第3話 歴史上の日本の防衛
K大学のライバルと言ってもいいかも知れない大学に、
「W大学」
というところがある。
K大学とは、昔からの、
「永遠のライバル」
ということで、スポーツや、文化面においても、
「その勢力は大学界を二分する」
と言われているようで、昔から、薬物研究に関しても、大いに争ってきたといってもいいだろう。
そのW大学というところは、昔から、いわゆる、
「大日本帝国時代」
から、
「軍部と結構なかかわりがあった」
と言われていた。
軍部と、普通の大学とでは、そもそも違っているのだが、大学の中では、それぞれに、
「贔屓」
であったり、
「関わりのある」
という大学が存在したりする。
そのため、
「W大学」
というところは、
「大学界でも、謎が多いところ」
と言われてきた。
それはあくまでも、
「K大学と比較して」
ということであり、
「K大学が、開かれた環境の大学だ」
というわけでは決してないのだった。
K大学とW大学の違いというと。
「K大学というところは、陸軍とのかかわりが深いところであり、W大学というところは、逆に海軍とのかかわりが多い」
と言われていた。
軍人育成ということであれば、士官学校であったり、陸海軍の大学などが、その登竜門となるのだが、K大学であったり、W大学というところは、
「兵器開発」
ということでの、スペシャリストが集まっているといってもいいだろう。
旧陸海軍というところは、何と言っても、
「大日本帝国」
の中では特殊であり、憲法において、
「天皇による統帥権」
というものが存在した。
つまり、
「軍というところは、天皇直轄であり、政府といえども、軍のやることに口出しできないどころか、作戦を知るということもできないのだ。
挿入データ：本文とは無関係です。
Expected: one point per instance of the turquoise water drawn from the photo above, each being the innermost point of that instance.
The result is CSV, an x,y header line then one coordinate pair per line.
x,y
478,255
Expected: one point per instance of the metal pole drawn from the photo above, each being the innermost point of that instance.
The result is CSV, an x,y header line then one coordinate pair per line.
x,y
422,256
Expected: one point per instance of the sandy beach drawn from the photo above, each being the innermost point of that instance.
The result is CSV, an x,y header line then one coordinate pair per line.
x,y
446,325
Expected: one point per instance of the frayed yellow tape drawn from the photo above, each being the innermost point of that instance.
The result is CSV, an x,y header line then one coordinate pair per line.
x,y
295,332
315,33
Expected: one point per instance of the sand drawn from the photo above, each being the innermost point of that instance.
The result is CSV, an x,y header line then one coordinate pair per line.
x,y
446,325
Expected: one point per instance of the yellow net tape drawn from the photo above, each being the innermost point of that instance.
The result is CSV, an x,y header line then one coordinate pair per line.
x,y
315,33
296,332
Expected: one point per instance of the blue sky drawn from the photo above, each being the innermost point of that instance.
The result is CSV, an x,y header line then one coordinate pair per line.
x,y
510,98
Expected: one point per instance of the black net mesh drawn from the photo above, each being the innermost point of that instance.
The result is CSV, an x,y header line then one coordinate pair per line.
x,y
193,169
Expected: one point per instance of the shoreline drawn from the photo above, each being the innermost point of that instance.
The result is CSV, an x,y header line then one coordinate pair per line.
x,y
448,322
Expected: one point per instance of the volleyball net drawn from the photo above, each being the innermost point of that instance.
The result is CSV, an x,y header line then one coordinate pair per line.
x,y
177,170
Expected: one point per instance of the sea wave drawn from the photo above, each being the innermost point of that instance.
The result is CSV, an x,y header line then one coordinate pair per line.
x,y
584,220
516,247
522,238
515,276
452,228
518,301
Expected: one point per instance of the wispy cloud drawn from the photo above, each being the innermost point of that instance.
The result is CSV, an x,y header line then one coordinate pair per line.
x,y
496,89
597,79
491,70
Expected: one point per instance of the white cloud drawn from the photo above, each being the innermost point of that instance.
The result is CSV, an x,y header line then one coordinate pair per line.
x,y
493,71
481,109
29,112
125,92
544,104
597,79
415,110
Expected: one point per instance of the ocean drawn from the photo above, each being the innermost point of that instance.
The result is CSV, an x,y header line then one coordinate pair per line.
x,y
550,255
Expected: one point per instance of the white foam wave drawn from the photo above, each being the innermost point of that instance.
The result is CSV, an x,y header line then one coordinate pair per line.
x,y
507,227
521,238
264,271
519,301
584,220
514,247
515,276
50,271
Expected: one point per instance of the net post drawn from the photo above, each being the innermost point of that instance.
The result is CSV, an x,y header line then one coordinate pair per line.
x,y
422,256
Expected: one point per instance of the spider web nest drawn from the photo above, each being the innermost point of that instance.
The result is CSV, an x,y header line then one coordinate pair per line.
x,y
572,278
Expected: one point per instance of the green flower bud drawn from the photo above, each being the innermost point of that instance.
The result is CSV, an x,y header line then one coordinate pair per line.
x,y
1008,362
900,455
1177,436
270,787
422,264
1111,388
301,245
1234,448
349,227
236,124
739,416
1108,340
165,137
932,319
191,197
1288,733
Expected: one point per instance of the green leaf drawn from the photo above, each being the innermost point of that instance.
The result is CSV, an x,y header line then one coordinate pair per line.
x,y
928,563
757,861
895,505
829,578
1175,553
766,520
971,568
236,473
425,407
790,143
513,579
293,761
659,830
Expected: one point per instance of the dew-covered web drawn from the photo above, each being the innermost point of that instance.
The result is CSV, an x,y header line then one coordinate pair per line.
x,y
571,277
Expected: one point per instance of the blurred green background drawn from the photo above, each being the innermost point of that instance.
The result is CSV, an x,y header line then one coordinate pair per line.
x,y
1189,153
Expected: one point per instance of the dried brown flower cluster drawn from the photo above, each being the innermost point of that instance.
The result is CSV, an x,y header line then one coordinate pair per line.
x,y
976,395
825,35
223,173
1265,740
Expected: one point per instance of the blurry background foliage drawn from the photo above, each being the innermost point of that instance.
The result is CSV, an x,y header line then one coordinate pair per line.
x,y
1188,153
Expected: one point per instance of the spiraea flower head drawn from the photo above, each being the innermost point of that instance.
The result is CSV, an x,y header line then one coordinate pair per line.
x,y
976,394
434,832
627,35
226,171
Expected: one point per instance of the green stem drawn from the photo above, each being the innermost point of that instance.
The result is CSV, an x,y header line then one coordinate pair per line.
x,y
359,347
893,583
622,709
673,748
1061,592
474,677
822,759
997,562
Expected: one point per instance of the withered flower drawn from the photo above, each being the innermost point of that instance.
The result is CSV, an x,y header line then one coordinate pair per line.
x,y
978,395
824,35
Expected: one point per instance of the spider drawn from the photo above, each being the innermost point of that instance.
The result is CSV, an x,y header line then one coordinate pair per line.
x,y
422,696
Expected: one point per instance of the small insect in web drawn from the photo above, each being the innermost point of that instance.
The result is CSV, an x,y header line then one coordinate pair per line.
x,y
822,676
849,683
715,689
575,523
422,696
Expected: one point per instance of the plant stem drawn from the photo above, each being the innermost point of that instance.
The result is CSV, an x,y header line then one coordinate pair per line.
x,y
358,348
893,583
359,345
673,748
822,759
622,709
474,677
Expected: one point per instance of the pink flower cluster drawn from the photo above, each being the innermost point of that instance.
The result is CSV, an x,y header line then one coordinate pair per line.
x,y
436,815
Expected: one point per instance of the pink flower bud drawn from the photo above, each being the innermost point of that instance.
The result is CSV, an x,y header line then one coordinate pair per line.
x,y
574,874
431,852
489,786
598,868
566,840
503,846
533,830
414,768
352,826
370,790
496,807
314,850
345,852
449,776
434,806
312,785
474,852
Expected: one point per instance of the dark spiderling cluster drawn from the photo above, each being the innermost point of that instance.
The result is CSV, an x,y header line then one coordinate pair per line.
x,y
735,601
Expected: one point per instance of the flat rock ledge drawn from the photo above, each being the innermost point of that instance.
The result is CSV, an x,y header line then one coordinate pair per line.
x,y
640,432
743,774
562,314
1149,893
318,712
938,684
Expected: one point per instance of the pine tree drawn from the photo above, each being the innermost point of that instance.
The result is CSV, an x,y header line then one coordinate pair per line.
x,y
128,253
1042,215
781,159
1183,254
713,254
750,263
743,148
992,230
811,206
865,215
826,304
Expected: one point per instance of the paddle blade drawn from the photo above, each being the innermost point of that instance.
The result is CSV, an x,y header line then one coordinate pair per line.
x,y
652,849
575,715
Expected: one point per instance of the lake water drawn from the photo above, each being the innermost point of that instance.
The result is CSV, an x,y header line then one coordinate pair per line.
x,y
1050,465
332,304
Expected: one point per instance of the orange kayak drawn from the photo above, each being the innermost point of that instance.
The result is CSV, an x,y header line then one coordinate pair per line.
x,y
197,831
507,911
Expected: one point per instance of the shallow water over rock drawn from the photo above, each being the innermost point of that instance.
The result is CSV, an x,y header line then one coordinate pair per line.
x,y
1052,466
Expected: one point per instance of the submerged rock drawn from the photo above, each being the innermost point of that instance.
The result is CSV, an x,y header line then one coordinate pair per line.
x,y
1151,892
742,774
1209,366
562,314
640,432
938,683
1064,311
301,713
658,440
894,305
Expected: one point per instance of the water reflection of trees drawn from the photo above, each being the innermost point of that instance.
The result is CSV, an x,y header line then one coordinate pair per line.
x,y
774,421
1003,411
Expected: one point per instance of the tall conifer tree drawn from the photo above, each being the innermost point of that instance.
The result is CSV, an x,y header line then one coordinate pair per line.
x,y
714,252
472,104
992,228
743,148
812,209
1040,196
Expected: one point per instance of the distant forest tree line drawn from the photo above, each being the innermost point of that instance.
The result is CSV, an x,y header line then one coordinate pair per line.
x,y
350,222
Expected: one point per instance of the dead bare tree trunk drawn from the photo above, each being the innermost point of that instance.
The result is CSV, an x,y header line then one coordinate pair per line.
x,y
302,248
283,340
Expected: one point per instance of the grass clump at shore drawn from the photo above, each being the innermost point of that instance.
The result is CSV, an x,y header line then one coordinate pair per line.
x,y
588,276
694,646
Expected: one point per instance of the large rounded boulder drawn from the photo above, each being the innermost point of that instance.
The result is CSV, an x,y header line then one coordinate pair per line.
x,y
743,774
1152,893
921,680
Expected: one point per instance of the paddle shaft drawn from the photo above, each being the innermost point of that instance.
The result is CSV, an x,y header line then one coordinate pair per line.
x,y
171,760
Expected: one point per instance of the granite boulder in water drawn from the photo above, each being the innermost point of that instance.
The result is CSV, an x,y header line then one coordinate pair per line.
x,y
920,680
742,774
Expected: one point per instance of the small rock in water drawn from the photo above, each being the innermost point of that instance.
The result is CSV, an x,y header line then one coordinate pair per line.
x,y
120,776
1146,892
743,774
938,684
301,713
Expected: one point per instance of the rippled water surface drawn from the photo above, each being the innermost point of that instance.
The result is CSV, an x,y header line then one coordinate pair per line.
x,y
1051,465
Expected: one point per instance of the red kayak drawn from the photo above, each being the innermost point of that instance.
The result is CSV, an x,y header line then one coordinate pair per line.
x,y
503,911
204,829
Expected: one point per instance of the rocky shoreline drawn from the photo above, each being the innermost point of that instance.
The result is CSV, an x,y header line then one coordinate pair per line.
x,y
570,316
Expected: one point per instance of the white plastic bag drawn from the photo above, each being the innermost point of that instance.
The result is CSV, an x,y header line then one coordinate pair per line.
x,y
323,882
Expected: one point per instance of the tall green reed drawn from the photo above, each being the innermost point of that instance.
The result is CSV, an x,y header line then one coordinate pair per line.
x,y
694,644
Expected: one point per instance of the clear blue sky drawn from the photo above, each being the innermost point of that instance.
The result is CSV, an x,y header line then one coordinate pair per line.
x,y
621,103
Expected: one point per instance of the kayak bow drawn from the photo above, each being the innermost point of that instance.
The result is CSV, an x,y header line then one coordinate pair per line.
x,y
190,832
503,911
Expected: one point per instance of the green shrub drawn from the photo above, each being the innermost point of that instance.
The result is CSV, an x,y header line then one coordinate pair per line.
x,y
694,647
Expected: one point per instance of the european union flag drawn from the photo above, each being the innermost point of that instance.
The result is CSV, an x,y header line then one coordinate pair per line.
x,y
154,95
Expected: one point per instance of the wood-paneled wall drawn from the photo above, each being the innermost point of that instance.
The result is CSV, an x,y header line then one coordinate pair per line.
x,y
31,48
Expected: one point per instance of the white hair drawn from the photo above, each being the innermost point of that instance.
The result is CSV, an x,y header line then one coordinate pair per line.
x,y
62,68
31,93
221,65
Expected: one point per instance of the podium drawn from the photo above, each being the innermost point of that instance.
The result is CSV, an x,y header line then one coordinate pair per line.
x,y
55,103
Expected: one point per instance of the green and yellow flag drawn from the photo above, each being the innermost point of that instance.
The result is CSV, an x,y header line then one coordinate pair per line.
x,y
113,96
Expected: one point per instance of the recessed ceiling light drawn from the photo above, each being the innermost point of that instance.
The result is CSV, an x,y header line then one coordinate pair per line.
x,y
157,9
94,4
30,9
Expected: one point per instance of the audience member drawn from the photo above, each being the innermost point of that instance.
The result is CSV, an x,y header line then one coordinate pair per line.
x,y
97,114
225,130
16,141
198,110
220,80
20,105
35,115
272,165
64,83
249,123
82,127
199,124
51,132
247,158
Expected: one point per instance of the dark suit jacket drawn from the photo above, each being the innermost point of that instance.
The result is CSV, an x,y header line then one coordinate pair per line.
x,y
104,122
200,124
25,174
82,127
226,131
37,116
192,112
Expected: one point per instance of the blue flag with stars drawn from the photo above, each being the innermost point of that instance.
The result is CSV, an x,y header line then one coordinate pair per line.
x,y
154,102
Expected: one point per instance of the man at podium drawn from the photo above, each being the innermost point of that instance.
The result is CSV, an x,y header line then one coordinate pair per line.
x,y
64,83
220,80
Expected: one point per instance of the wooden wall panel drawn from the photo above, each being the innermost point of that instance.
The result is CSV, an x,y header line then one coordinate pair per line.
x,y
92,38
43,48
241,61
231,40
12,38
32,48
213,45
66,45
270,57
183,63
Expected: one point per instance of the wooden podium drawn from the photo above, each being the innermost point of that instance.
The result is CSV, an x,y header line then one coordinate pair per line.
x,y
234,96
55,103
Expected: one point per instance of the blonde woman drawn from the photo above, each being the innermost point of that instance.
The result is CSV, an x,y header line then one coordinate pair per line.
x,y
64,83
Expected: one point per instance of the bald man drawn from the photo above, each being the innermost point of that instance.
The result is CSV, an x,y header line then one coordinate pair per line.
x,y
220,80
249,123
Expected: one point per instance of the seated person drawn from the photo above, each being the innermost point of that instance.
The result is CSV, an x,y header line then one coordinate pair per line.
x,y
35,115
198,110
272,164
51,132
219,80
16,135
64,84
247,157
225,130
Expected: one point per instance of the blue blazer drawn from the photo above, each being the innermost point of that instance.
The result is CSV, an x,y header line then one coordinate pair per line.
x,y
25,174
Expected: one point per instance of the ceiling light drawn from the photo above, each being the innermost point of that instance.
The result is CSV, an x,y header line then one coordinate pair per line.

もし、漏らしたりすると、国家の存続問題に発展するわけで、戦時中などの、
「情報統制」
という中で、
「首相が、ミッドウェイでの、散々たる敗戦を知ったのは、半年後だった」
というくらいである。
国民にひた隠しにするということは、政府にもひた隠しにしないといけないということで、それだけ、軍にとって大切なものは、
「軍人の士気の高まり」
であり、それは国民に対しても同じだった。
鼓舞しなければいけないところは、必死になってひた隠し、鼓舞をするというのが、戦争遂行の鉄則だったのだ。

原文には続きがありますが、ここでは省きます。